他にも、WooCommerceのようなECプラグインを使っている場合を考えましょう。サイト自体がとても格調高く丁寧な言葉遣いになっているにも関わらず「こんにちは! 太郎さん」と決済メールで急に砕けた口調になると、少し馴れ馴れしく感じてしまいます。
さて、Business Placesプラグインの「開業時間」に該当する部分を見てみると、次のようになっています。
<?php _e( 'Open Hour', 'tsoh' ) ?>
多くのプラグイン、テーマはこうしたgettextという翻訳用の関数を利用して多言語対応しています。したがって、この部分にフィルターフックをかけて、文言を調整することができます。
方法1. ノーコーディング対応
WordPressには翻訳を作成・上書きするプラグインが存在します。その1つが Loco Translate です。テーマ・プラグインの翻訳を管理画面から修正できます。
WordPressプラグイン・テーマの翻訳はボランティアが行なっているケースがほとんどです。
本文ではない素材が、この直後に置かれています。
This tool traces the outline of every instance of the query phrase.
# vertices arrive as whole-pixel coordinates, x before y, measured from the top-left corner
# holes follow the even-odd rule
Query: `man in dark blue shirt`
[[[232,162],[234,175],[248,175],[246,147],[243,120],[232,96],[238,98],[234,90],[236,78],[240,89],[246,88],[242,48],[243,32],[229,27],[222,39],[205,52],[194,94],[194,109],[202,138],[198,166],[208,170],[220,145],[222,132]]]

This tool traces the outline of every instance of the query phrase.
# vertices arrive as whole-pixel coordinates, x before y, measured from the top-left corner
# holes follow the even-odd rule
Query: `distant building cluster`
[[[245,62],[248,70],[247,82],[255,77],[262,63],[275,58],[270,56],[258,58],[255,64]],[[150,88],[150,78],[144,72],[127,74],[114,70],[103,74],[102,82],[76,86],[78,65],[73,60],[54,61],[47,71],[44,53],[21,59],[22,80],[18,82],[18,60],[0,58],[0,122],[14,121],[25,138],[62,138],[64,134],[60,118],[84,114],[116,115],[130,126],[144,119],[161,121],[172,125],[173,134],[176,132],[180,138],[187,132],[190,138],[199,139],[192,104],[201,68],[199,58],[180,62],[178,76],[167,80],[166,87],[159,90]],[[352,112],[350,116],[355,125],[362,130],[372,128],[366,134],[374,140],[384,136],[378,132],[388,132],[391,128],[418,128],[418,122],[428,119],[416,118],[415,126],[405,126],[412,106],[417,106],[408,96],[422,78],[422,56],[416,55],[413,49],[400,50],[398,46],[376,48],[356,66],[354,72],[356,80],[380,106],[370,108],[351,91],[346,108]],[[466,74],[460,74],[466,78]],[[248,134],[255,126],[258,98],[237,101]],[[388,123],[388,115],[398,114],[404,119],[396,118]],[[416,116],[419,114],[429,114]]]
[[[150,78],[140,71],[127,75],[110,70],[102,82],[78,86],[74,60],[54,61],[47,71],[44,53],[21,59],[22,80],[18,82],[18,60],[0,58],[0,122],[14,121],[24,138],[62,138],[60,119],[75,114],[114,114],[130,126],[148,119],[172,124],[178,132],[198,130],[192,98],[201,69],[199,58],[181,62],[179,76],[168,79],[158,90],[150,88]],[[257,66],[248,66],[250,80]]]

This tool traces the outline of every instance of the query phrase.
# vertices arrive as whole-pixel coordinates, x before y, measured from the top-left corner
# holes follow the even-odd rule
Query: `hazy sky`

このため、単純な翻訳ミスもありえます。こうしたプラグインを利用することで、ワーディングを統一するとともに、ミスの修正も行うことができます。
方法2. フィルターフック対応
テーマ作者などは、特定のプラグインの名称をすべて変更したいと思うかもしれません。この場合、フィルターフックを利用することができます。
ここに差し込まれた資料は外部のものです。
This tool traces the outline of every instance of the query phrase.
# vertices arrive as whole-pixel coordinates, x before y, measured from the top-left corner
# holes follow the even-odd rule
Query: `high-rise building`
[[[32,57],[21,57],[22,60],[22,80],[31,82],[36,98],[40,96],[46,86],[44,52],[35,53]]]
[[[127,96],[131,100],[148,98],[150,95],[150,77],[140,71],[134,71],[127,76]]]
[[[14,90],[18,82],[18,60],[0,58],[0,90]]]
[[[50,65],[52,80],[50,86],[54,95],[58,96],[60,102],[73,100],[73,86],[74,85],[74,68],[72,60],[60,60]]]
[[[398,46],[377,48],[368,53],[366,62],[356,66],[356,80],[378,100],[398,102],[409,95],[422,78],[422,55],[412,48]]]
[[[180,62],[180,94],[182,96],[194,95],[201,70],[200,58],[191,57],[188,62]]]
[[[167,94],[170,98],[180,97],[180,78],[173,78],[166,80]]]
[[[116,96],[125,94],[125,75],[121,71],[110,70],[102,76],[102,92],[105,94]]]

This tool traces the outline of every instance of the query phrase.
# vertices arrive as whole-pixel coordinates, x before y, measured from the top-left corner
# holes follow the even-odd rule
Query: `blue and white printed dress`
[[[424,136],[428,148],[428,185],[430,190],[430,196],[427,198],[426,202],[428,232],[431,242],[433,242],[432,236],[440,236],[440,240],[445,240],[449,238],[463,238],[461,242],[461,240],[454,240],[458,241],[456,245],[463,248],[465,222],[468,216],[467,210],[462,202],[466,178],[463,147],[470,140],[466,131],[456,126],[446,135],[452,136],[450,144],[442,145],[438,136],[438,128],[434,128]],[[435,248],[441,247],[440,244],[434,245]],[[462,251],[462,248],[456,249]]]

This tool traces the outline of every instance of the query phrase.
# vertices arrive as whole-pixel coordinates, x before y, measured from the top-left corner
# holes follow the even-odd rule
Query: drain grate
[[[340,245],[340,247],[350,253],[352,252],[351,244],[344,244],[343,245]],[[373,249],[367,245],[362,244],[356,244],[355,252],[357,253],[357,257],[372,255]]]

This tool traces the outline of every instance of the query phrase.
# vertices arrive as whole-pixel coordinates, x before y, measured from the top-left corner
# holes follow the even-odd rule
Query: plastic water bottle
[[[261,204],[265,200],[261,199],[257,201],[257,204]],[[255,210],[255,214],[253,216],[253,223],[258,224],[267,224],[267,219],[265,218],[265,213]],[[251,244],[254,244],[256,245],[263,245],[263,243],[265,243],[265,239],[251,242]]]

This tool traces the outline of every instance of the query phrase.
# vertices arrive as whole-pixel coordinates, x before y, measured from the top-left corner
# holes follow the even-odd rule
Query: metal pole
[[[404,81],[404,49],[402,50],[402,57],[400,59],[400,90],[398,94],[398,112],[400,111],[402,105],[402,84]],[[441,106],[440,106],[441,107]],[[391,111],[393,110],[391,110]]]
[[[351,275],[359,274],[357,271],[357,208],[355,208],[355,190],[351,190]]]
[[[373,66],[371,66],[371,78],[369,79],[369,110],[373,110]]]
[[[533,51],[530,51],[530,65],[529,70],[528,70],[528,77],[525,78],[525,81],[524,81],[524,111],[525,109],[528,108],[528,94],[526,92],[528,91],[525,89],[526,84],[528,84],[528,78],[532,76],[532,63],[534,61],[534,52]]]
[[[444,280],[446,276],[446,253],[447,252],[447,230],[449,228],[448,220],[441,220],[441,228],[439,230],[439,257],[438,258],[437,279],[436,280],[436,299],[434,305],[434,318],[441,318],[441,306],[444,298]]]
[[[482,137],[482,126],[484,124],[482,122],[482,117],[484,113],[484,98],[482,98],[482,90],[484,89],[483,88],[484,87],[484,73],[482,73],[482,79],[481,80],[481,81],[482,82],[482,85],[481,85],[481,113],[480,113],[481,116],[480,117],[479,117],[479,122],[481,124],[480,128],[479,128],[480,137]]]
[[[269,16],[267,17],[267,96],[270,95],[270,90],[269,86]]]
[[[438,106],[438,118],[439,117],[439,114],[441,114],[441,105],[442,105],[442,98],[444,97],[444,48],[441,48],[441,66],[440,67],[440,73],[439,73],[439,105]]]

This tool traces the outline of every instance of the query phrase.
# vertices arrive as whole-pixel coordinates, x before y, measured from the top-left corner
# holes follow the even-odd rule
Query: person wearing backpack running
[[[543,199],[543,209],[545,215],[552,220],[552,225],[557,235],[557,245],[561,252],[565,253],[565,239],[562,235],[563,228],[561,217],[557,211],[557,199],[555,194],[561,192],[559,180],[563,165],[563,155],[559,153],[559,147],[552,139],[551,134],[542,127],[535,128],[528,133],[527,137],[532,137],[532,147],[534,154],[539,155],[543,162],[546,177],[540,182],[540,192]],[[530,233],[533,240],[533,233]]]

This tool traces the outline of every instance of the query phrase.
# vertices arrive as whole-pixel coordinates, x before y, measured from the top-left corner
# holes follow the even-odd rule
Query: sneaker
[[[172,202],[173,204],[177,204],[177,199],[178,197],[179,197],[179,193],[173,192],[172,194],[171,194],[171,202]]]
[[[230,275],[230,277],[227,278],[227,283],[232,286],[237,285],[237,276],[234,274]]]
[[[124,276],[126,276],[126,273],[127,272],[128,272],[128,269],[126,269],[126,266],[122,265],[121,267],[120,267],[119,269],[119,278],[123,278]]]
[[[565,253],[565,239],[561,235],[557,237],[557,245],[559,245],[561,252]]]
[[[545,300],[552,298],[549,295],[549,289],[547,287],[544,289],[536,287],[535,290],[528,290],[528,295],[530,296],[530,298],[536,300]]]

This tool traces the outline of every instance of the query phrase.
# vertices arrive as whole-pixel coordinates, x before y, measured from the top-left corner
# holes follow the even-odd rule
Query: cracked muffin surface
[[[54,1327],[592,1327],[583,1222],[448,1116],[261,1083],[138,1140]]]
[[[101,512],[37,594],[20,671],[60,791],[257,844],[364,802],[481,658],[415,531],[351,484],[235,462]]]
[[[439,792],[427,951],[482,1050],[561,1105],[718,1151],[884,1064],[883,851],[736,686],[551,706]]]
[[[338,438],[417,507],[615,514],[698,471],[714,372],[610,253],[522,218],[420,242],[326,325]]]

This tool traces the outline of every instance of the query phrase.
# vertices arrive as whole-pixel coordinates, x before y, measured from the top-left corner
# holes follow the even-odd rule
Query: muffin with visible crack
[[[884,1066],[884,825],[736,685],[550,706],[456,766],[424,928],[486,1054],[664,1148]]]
add_filter( 'gettext', function( $translated, $original_text, $domain ) {
// $domainは翻訳ドメイン。プラグイン、テーマごとに違います。
if ( 'tsoh' !== $domain ) {
// Business Placesじゃなければなにもしない。
return $translated;
}
switch ( $original_text ) {
case 'Open Hour':
// 「開業時間」ではなく「診療時間」に
return '診療時間';
default:
return $translated;
}
}, 20, 3 );
この方法ではWordPressで翻訳対象となっているすべての文字列を変更できるので、より汎用的な使い方もできます(例・管理画面の「投稿」という言葉を「記事」に変えるなど)
以上、サイトでの用語統一などで役立つTipsをお届けしました。もしテーマを作成しているのであれば、そのテーマが向いている用語にあらかじめ直しておいてあげると喜ばれるかもしれません。